Dès lors, il voit son existence non plus comme une tragédie mais comme une comédie sinistre ne méritant plus de sa part qu'un sardonique et sanglant sourire. Il emploiera le temps de vie qui lui reste à défier la loi ; à se venger de ceux qui l'ont ignoré, moqué, méprisé, piétiné ; à renverser l'ordre établi, la hiérarchie des riches, heureux et puissants de ce monde, laquelle est personnifiée pour lui par Thomas Wayne (+ sa femme Martha et son jeune fils Bruce), candidat à la mairie de la ville, dont sa mère ou supposée telle espérait follement qu'il les aide à sortir de leur misère.

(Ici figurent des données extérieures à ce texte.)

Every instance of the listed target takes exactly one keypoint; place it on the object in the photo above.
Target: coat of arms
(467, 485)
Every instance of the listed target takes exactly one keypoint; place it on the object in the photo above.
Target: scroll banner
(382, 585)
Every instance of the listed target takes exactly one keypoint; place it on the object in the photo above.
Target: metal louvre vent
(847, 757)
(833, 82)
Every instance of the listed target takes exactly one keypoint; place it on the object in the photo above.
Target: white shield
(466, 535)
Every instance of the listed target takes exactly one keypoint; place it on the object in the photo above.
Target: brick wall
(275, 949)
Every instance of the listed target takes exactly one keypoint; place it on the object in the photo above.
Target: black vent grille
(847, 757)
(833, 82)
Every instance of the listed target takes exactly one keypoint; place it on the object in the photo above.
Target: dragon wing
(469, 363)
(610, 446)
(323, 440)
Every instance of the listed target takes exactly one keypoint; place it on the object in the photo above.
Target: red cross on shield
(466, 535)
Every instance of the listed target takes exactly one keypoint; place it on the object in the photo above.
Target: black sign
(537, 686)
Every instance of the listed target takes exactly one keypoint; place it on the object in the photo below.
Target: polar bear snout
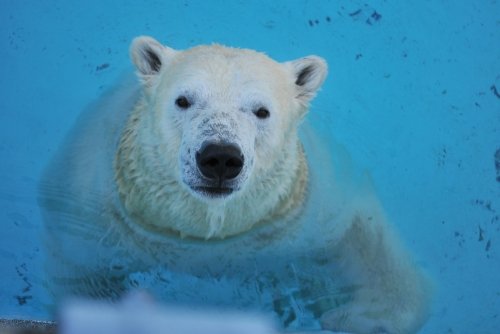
(219, 162)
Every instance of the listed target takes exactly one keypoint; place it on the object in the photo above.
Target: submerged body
(291, 229)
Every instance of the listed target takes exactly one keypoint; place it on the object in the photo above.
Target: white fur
(301, 231)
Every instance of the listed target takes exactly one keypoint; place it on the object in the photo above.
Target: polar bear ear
(148, 56)
(309, 74)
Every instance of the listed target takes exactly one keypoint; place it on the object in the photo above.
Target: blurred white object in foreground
(138, 314)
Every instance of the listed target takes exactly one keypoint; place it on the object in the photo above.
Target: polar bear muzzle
(219, 164)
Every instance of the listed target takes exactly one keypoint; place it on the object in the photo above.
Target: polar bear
(204, 184)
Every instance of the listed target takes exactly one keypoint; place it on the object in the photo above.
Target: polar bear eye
(182, 102)
(262, 113)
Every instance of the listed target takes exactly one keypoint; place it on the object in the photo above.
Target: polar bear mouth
(214, 192)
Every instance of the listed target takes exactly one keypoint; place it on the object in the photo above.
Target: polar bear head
(219, 126)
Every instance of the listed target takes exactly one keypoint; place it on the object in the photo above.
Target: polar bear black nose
(219, 161)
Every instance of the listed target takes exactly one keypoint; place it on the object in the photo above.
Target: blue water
(413, 93)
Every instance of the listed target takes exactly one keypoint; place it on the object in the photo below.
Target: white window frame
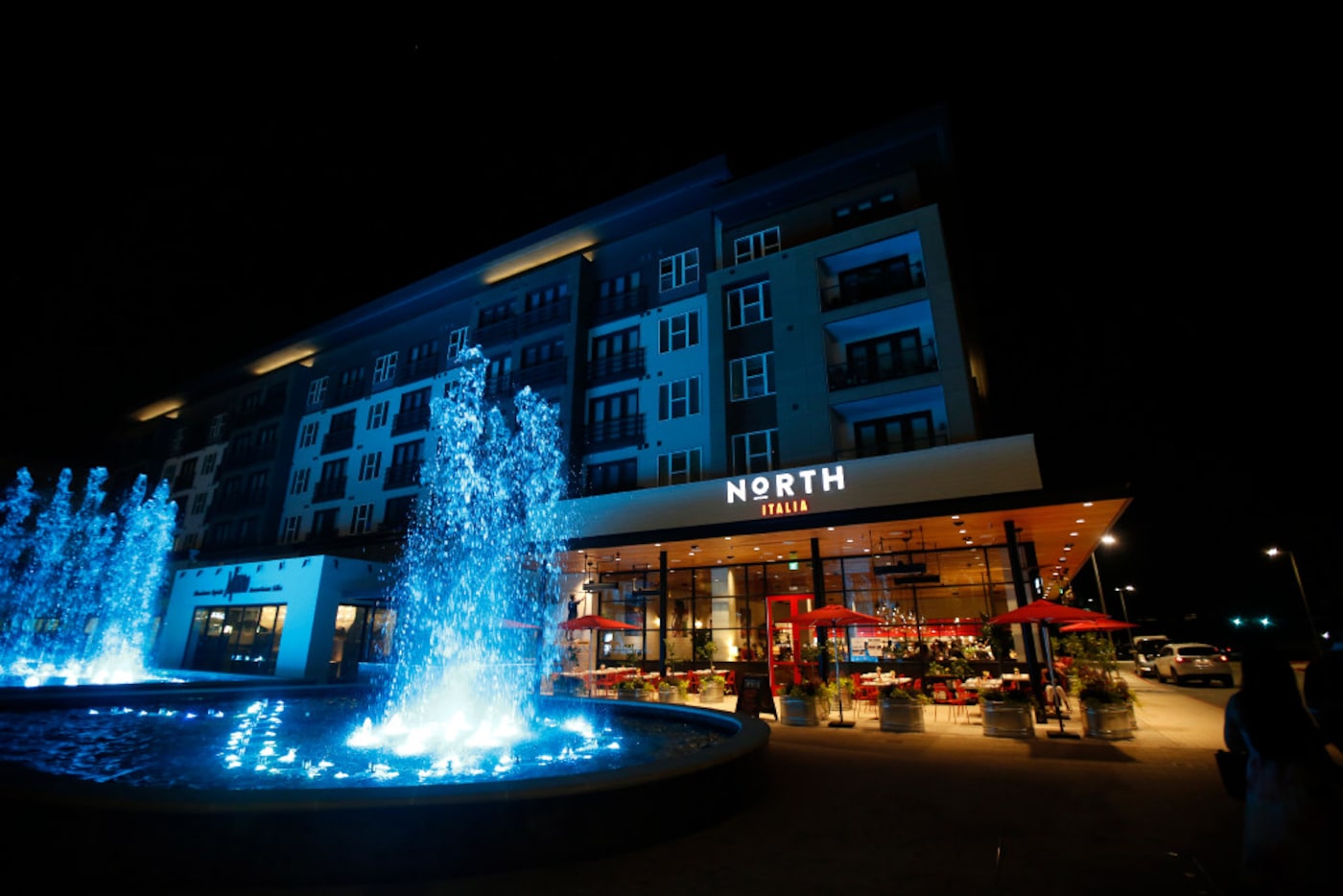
(360, 519)
(751, 376)
(758, 245)
(385, 368)
(678, 468)
(457, 342)
(678, 271)
(752, 453)
(678, 398)
(378, 413)
(678, 332)
(369, 466)
(748, 305)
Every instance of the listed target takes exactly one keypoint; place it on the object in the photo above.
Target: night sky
(175, 207)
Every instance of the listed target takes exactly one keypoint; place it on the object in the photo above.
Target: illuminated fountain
(78, 586)
(457, 765)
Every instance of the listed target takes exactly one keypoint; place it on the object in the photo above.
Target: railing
(617, 366)
(410, 420)
(880, 369)
(329, 489)
(614, 433)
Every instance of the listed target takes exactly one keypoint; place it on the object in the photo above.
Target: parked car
(1185, 661)
(1144, 653)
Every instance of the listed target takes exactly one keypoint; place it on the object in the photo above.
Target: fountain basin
(332, 836)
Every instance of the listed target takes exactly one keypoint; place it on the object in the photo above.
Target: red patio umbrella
(1097, 625)
(835, 616)
(594, 623)
(1047, 613)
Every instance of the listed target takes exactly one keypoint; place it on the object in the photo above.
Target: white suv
(1185, 661)
(1144, 653)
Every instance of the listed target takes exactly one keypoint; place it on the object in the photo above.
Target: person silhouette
(1293, 797)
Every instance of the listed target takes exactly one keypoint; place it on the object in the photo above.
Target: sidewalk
(869, 812)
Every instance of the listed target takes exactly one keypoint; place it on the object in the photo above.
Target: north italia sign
(785, 493)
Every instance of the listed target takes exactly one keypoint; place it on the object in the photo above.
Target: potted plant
(1103, 694)
(806, 703)
(714, 688)
(673, 691)
(902, 708)
(634, 688)
(1007, 714)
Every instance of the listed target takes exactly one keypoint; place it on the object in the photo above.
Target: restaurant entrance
(786, 661)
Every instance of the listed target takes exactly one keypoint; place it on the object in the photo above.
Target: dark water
(299, 743)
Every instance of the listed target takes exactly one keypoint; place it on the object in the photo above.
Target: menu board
(755, 696)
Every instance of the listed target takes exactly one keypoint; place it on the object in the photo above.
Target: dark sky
(175, 205)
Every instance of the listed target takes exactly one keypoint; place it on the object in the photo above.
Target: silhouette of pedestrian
(1292, 789)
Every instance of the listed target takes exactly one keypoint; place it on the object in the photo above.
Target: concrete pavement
(868, 812)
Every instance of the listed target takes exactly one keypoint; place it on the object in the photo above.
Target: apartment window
(752, 376)
(748, 305)
(457, 342)
(678, 399)
(371, 466)
(678, 331)
(617, 476)
(289, 530)
(360, 519)
(677, 468)
(546, 295)
(324, 524)
(385, 368)
(680, 271)
(755, 452)
(378, 415)
(758, 245)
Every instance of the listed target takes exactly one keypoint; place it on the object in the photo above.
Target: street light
(1124, 607)
(1104, 539)
(1309, 618)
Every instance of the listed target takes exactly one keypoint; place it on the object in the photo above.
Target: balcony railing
(412, 420)
(400, 476)
(617, 366)
(626, 304)
(873, 281)
(329, 489)
(884, 368)
(615, 433)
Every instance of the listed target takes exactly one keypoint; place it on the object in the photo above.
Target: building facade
(698, 336)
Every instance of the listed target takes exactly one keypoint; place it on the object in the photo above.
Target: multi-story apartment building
(701, 338)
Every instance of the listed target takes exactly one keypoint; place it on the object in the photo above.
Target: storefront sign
(785, 493)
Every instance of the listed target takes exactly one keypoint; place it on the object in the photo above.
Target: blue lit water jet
(80, 587)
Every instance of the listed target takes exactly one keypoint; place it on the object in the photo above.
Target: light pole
(1104, 539)
(1124, 607)
(1309, 618)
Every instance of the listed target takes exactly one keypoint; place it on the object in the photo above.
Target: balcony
(412, 419)
(626, 304)
(865, 284)
(922, 359)
(626, 365)
(331, 489)
(615, 433)
(402, 476)
(338, 440)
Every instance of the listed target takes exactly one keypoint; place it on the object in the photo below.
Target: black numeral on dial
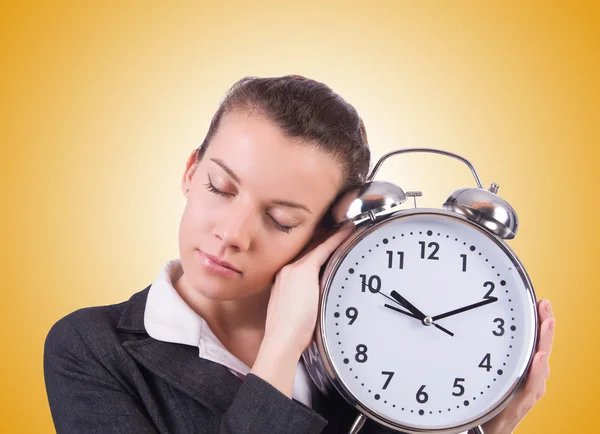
(460, 387)
(374, 283)
(500, 327)
(352, 313)
(422, 396)
(490, 285)
(361, 353)
(486, 363)
(435, 246)
(390, 375)
(391, 259)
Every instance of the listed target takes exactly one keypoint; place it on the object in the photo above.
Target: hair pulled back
(307, 110)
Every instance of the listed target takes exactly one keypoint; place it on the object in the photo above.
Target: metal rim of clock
(323, 368)
(477, 204)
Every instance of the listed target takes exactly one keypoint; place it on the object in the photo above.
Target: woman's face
(254, 201)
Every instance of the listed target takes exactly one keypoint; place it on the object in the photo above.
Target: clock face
(460, 350)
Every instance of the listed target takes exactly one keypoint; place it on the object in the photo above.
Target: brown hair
(305, 109)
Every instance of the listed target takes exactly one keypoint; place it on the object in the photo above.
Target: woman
(214, 343)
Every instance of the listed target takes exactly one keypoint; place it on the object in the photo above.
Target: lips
(222, 263)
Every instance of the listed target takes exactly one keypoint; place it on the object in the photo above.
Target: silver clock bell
(376, 198)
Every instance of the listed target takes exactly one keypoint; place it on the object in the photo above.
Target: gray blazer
(104, 374)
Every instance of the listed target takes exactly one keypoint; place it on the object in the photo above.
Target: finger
(320, 254)
(546, 335)
(547, 322)
(544, 310)
(533, 389)
(535, 385)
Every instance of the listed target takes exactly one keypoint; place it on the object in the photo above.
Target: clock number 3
(500, 327)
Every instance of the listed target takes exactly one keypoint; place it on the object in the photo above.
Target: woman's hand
(535, 385)
(294, 302)
(292, 313)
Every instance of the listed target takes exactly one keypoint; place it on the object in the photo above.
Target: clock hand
(405, 303)
(420, 317)
(400, 310)
(411, 315)
(464, 309)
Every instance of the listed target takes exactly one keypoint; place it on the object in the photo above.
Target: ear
(190, 168)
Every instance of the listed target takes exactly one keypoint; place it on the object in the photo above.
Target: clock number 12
(391, 259)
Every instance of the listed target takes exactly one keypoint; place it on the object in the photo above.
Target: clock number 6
(422, 397)
(361, 353)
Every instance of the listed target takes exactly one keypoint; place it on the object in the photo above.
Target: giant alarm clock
(427, 320)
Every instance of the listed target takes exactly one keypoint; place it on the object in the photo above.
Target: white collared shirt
(168, 318)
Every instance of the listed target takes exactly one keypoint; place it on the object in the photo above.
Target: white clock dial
(436, 376)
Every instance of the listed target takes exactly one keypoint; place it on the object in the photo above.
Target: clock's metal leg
(358, 423)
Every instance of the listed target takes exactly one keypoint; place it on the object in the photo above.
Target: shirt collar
(168, 318)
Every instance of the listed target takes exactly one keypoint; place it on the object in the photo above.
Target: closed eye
(277, 225)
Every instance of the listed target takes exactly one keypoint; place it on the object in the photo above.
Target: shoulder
(95, 327)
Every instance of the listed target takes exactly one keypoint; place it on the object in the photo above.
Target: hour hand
(405, 303)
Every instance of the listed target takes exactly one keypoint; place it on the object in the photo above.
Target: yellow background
(101, 103)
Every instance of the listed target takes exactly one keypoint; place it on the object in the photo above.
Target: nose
(234, 226)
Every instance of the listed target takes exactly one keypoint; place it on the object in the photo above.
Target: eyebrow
(238, 180)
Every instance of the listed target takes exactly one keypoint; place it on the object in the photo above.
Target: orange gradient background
(101, 103)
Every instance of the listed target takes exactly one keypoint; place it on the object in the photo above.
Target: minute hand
(464, 309)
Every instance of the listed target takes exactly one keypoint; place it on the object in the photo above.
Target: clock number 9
(374, 284)
(352, 313)
(422, 396)
(361, 353)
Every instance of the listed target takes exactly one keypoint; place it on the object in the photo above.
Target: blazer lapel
(210, 383)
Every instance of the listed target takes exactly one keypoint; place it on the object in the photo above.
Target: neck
(228, 319)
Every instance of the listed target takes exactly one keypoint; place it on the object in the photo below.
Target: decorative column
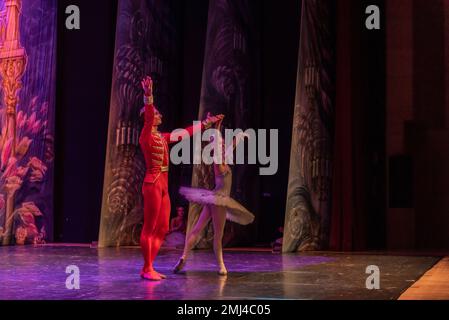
(308, 199)
(12, 67)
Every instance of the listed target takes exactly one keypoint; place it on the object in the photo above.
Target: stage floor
(39, 273)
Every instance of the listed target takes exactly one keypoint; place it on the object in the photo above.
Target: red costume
(155, 188)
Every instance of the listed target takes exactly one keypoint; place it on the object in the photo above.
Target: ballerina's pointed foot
(180, 265)
(222, 271)
(150, 276)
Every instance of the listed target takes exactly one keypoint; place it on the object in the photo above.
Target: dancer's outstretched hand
(147, 85)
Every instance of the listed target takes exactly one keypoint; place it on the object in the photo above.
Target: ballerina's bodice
(223, 183)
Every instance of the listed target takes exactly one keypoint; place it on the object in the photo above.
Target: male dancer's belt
(164, 169)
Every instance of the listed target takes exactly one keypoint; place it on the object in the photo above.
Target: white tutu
(235, 212)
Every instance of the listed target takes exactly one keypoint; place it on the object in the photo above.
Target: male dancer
(155, 187)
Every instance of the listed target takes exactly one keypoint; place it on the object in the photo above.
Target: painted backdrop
(146, 44)
(27, 103)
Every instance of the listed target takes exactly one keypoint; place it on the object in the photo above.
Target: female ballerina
(217, 205)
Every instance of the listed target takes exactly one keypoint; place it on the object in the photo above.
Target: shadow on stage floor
(30, 273)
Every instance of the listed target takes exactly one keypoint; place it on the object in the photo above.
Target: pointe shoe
(222, 271)
(179, 266)
(151, 276)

L'histoire de ce Joker nous apparaît pathétique, déchirante et terrible, parce que, grâce à Joaquin Phoenix qui parvient à nous faire partager les affres, la colère, l'extrême solitude et l'irrépressible révolte de celui qu'il personnifie, on est très proches de ce "pauv'clown un peu barjo" précipité (autant qu'il se précipite) dans le pire, le meurtre, d'autres meurtres, la folie. On en accepte presque son point de vue - par ex. son cri d'exaspération devant la Une des journaux ("Et alors ? ! Ça ne fait que trois salauds de moins en ce monde et il en reste encore des millions!") -, ses pires excès. Et le vivant appel à l'insurrection qu'il devient.
C'est le grand mérite de Joaquin Phoenix (magnifique interprète et certainement pas un cabot comme je l'ai lu quelque part), mais c'est aussi celui d'un scénario très habilement pensé et construit de telle sorte que l'émotion du spectateur grandit progressivement pendant tout le film et qu'il ne sait plus trop distinguer la réalité de celui-ci de ce que le "pauvre" Joker se raconte dans sa tête. Pendant la projection, je jetais de temps en temps un oeil dans la salle : l'assistance, les femmes surtout, étaient suspendues à l'écran, pétrifiées, catastrophées, parce que ce qu'Arthur Fleck fait est horrible, monstrueux, inhumain et... en même temps terriblement humain. On ne peut s'empêcher de lui trouver des circonstances atténuantes, de comprendre comment et pourquoi il en est arrivé là... non plus que de penser qu'après tout, il ne fait que se détendre soudainement comme un ressort trop comprimé le fait et rendre coups pour coups, qu'il n'a pas inspiré la moindre pitié à quiconque, alors pourquoi aurait-il, lui, pitié ? Et que la spirale de violence, qui l'emporte et qui met le feu aux poudres dans toute la ville, est une fatalité de la vie, au même titre qu'un ouragan ou une éruption volcanique.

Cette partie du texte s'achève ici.